The square in all its glory is grand and never-ending, adorned in the centre by the St Peter's Basilica and its capacious dome, a colossal Obelisk and Tuscan colonnades which seem to form an embrace of sorts. The basilica then reminds you of how tiny and fragile human beings really are and how a supreme power, albeit unknown, commands us. And then both the Sistine Chapel and St Peter's Basilica illustrate the fact that God can often be a little too partial, that (s)he can bestow one person in particular with skills that a thousand people would otherwise collectively possess. And in this case, that favourite was Michelangelo. Once you step outside San Pietro, the Vatican looks like any other European metropolitan with noisy traffic, eyes glued to fancy phones, modern cafes and designer boutiques. I have honestly never witnessed a better, more fitting confluence of cultural heritage and contemporaneity. Do take a little trip to the Vatican, you will definitely leave with the memory of being in the lap of the Gods.
As soon as you step out of the metro station and start making your way towards St.
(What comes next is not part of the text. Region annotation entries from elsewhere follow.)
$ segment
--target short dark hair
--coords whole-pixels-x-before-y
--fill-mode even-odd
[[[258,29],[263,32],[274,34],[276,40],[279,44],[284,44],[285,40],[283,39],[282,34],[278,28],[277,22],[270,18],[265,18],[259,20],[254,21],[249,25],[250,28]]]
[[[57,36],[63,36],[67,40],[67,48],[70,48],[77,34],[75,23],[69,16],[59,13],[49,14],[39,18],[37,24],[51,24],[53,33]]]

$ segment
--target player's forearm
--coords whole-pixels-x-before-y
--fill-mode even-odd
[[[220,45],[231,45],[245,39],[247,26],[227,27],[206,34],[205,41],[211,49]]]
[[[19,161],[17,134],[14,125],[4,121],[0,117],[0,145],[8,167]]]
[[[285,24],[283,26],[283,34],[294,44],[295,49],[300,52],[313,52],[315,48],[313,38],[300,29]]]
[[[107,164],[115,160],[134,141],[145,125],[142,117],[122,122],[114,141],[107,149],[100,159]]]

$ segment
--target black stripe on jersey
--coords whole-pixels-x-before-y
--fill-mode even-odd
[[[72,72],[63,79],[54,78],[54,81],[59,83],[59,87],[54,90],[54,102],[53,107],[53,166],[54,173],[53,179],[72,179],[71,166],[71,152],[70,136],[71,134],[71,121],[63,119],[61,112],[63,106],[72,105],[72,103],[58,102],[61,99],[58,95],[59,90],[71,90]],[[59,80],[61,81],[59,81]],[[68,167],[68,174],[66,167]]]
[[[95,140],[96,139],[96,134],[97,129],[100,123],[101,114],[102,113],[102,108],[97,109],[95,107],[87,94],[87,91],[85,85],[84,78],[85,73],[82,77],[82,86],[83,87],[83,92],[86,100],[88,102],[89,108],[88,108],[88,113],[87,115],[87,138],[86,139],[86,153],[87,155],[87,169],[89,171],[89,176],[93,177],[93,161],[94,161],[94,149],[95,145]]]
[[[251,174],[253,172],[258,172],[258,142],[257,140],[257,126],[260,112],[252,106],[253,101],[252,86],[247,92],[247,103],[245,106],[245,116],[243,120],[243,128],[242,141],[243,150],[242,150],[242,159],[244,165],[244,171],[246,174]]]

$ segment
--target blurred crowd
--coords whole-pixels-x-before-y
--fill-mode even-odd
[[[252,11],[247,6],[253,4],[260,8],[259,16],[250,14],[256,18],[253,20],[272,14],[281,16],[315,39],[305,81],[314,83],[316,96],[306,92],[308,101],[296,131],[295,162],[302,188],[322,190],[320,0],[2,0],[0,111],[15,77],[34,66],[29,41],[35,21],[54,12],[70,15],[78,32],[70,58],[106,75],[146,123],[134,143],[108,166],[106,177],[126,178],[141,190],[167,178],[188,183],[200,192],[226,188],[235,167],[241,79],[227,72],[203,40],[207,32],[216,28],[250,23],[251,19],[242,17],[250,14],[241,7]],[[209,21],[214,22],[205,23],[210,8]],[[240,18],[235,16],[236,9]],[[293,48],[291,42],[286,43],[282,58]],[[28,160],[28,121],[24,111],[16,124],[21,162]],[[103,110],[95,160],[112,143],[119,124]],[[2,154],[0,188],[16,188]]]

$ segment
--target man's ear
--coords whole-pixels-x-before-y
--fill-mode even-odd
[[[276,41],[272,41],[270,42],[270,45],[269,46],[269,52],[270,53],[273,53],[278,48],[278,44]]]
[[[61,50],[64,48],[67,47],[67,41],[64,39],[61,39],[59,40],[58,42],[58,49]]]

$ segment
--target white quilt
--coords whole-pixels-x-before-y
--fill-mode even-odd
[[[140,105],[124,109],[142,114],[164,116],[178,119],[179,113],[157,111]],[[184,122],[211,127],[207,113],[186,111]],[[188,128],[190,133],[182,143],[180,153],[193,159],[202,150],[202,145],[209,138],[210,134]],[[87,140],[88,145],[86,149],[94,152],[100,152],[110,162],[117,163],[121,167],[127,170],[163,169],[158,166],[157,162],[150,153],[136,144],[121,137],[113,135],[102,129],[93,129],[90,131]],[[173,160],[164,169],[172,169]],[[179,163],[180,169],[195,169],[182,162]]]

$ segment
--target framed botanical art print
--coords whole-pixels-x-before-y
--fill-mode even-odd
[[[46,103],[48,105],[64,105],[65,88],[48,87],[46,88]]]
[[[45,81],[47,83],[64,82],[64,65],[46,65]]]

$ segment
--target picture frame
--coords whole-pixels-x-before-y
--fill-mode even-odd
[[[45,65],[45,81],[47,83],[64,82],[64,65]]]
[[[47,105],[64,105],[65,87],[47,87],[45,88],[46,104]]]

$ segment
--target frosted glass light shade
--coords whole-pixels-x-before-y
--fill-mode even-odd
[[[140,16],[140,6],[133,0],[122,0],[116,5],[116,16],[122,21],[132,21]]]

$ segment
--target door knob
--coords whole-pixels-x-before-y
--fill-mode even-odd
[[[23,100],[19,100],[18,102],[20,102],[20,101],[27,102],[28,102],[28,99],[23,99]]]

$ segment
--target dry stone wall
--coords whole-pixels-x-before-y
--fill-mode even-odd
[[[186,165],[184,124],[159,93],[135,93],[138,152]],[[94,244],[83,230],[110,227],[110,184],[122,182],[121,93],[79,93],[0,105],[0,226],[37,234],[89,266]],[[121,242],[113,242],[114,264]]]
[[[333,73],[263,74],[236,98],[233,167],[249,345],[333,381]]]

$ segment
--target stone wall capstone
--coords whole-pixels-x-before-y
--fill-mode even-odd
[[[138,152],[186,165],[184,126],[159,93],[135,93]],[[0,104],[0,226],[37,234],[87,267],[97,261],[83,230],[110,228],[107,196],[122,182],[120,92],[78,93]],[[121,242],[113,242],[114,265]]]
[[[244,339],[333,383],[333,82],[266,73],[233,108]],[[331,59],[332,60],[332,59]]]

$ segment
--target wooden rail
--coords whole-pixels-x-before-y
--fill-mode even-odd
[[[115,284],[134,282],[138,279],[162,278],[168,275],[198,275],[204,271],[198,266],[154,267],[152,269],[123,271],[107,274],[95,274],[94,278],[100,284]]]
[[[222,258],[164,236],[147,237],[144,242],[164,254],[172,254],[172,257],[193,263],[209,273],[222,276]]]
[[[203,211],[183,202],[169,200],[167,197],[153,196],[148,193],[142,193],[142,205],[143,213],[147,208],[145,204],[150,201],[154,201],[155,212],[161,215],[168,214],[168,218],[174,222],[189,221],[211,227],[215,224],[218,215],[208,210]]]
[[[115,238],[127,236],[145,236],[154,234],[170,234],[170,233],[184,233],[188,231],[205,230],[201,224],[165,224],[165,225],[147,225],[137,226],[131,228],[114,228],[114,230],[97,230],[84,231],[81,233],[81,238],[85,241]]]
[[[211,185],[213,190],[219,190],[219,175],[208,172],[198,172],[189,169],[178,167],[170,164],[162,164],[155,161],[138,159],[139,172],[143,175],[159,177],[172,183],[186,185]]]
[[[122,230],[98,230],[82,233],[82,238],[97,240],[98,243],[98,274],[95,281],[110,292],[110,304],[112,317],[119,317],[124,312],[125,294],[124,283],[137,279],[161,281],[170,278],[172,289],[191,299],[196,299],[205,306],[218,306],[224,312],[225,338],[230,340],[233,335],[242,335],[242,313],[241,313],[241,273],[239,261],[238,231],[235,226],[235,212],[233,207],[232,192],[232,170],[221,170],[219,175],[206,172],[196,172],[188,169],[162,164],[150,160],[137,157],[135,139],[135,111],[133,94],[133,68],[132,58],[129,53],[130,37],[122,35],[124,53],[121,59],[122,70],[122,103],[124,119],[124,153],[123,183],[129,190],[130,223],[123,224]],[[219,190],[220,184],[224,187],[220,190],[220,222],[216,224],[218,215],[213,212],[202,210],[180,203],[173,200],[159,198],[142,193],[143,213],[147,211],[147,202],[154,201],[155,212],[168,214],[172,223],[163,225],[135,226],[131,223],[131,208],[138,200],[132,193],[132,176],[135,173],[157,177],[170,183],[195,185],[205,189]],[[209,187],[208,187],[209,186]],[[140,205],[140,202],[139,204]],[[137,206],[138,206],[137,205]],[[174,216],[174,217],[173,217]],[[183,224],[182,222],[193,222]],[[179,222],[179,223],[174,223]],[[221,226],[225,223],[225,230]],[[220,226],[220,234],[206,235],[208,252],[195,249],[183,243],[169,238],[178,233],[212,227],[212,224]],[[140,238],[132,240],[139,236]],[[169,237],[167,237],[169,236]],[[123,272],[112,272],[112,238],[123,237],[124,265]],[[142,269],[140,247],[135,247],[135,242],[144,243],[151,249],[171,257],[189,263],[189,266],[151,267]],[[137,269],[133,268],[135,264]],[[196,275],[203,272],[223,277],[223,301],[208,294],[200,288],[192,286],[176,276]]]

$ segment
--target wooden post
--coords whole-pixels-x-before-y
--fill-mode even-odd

Peter's Square (it is an 800 metre walk), you will be approached by a number of tour guides offering you an all-inclusive guided tour of The Vatican Museums, Sistine Chapel and St. Peter's Basilica. They will ask for around 70 Euros and are extremely persuasive so put your foot down and vehemently refuse their offers because the information they provide is very basic and that does not even include St. Peter's Basilica. They will simply make you brush past galleries inside the museum and every guide takes around ten to fifteen people in their group and are often multilingual, explaining the same thing to English, French and Russian speakers, thereby wasting a lot of your time. Additionally, there is no need to queue outside St. Peter's Basilica as once you are done seeing the Vatican Museums and the Sistine Chapel, you will invariably come out to the Basilica. Do a lot of reading in advance and make a little note of all the things you particularly want to see, especially in the Vatican Museum so that you can spend a good amount of time looking around and not get baffled by the crowds and the large number of things on display.